Sie scheinen die großen Gewinner der Revolution zu sein: Ägyptens Präsident Mohammed Mursi und seine politische Familie, die islamistische Muslimbruderschaft. Erst errangen sie einen Erdrutschsieg bei der ersten freien Parlamentswahl nach dem Sturz von Machthaber Hosni Mubarak, dann siegte Mursi bei der Präsidentenwahl. Auch in Tunesien wurde mit der Partei Ennahda eine Vertreterin des politischen Islam in die Regierung gewählt.
Petra Ramsauer verdichtet ihre Rechercheergebnisse zu einer Analyse, in der sie nicht nur die aktuelle Lage in den arabischen Revolutionsländern schildert, sondern auch das strategische Umfeld: die Interessen von Staaten wie Saudiarabien, Katar, der Türkei und dem Iran.

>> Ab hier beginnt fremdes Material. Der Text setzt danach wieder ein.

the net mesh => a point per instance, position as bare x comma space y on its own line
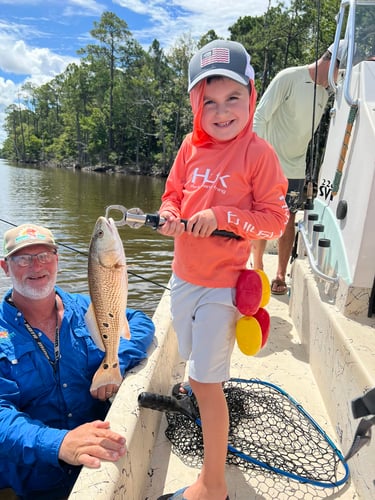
268, 426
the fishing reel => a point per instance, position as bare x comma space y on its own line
134, 217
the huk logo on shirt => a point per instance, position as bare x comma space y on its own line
209, 180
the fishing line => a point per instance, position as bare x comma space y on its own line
85, 254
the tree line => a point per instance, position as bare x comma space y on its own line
126, 107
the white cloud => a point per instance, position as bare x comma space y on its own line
170, 19
84, 8
37, 65
165, 20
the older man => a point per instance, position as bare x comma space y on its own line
50, 424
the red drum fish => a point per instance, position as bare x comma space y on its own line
108, 288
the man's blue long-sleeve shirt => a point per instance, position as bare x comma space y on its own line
39, 406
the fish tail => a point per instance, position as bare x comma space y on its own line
106, 375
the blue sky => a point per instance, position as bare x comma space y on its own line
38, 38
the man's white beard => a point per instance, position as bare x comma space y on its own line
31, 292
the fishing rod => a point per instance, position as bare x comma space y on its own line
85, 254
135, 218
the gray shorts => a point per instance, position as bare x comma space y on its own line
204, 320
295, 198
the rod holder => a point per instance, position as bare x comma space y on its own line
311, 219
318, 229
323, 249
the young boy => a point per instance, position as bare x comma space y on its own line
224, 177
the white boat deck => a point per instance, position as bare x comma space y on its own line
283, 362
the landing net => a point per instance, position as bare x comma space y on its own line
268, 429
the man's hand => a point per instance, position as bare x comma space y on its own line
105, 391
90, 443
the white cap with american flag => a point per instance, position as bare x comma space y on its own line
221, 57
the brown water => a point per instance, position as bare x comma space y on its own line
69, 202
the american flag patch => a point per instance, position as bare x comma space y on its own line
215, 56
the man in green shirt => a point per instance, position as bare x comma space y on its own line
284, 118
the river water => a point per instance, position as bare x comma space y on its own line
69, 202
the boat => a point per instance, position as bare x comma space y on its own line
322, 343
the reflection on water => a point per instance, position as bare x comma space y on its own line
68, 202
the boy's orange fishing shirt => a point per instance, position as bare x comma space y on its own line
241, 181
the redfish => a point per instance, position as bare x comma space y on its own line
108, 288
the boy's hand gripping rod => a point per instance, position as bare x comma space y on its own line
135, 218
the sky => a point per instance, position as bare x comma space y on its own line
39, 38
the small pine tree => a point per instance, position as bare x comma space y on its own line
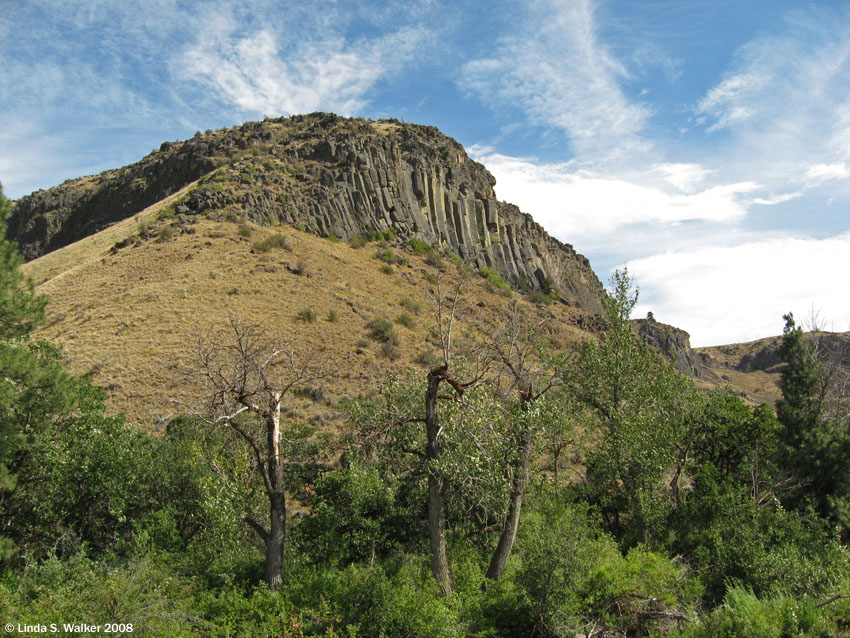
816, 446
33, 386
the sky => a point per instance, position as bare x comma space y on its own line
703, 145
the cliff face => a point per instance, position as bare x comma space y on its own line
675, 344
329, 175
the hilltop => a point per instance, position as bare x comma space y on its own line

Sie beschreibt, wie etwa in Libyen ehemalige Jihadisten „demokratisiert“ worden sind – wie sie mit Parteien an den Wahlen teilnahmen und wie sie auch ihre Wahlniederlagen akzeptierten.
Und sie beschäftigt sich mit den Auswirkungen der Umbrüche auf Europa: „Wie sich die Region und die einzelnen Länder samt ihren Gesellschaften langfristig politisch orientieren werden, ist eine Folge von Entscheidungen, die in den nächsten Jahren getroffen werden müssen – auch in Europa. Das wichtigste Ziel dabei muss sein, eine kluge Balance zu wahren: Wo endet die Toleranz des ,anderen‘, und wo muss die EU klare Grenzen ziehen?“ red.